The ACTU has put the Fair Work Commission right at the centre of how they plan to fix the “broken system”. In her address to the National Press Club in March, ACTU secretary Sally McManus said “…we need an umpire who can enforce the rules. The Fair Work Commission’s independence must be restored and it must be given the power to stop employers who rip off or treat their workers unfairly. Now, more than ever, we need an effective and fair independent umpire to hold the power of big business in check.” 

Elsewhere, she has called for the Fair Work Commission to have the powers of a “tough cop”, and pushed for it to have greater powers of arbitration to end protracted industrial disputes.

Illusions and Solutions
All of this creates dangerous illusions amongst workers, and misses where the real solution to the problem lies. 

It spreads the mistaken idea that under capitalism, a class system in which the capitalist class has power, that apparatuses of the State such as the laws and courts, Fair Work, Work Safe, the police and so on can be made fair and independent for working people. State institutions of this kind only exist to serve the interests of the ruling capitalist class. That’s why they are so overwhelmingly rigged and useless to help working people. The very few exceptional occasions when they do seem to benefit workers only helps to further sow the illusion and deception that they are able to be “fair” and “independent”. 

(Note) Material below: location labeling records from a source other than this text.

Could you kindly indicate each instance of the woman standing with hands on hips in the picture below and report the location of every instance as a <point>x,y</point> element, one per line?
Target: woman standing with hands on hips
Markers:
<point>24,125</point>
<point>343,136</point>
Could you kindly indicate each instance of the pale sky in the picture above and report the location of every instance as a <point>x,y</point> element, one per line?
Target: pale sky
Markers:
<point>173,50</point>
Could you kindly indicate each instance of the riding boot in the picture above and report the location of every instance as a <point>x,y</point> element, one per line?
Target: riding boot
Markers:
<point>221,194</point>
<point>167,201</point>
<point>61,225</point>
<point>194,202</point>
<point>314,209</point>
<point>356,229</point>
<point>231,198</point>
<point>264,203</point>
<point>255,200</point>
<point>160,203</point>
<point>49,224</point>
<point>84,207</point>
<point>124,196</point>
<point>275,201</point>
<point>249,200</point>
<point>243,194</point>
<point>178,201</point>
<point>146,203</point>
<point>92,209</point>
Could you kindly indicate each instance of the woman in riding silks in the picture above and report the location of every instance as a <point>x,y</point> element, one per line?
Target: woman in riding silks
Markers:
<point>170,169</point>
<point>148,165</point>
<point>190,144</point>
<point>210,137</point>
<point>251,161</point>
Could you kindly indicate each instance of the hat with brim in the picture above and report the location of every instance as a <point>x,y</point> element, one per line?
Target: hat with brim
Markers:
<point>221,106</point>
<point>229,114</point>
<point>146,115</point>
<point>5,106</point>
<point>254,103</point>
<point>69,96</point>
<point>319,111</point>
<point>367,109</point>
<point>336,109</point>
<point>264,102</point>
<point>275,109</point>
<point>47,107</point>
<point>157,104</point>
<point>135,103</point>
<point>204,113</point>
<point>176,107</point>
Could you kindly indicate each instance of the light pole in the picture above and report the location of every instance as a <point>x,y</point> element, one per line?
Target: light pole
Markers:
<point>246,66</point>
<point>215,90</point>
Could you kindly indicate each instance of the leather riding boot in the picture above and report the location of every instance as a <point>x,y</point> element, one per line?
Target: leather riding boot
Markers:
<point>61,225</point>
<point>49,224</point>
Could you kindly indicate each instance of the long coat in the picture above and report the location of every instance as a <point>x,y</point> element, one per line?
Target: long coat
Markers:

In the unlikely event that the unions ever got its people into the Fair Work Commission and could use it to greatly benefit workers, it would only be a matter of time before it was blocked, corrupted, stripped of its power, or shut down by the ruling class.

Just as importantly, the ACTU’s solution misses the fundamental point of how workers gains are made. Victories don’t come from so-called “independent umpires”, the courts, the politicians or the parliaments. They have always come from waves of defiant, militant and at times “illegal” struggle on the job, in the streets and in our communities. It’s through that militant struggle that workers and unions build the strength to force a change in the rules. We will never get it from begging and pleading with the bosses or the politicians. 

We need to be aiming to build the collective strength of workers. That’s where the real solution lies. We need to fight for our unions to have the power to inspect the bosses’ books to police rampant wage theft, as well as have greater rights of entry to workplaces and access to workers. We need to fight to remove the restrictions on workers to take industrial action, and the threat and intimidation of massive fines for unions and individuals who are brave enough to do so. 

In short, we need to be aiming to build the conditions for the working class to win and defend its own gains and “hold the power of big business in check” itself. We shouldn’t be seeking to rely on the benevolence of the State and it bodies like the Fair Work Commission to be a “fair independent umpire”, something it can never be as long as the capitalist class rules the system.

That’s why we raise the slogan Change the Rules, Change the System – change the rules to give workers greater ability to struggle, and change the system to one in which the working class has power in its own hands. That system is socialism, and it is the only system under which fundamental and long-term improvement to workers lives become a possibility.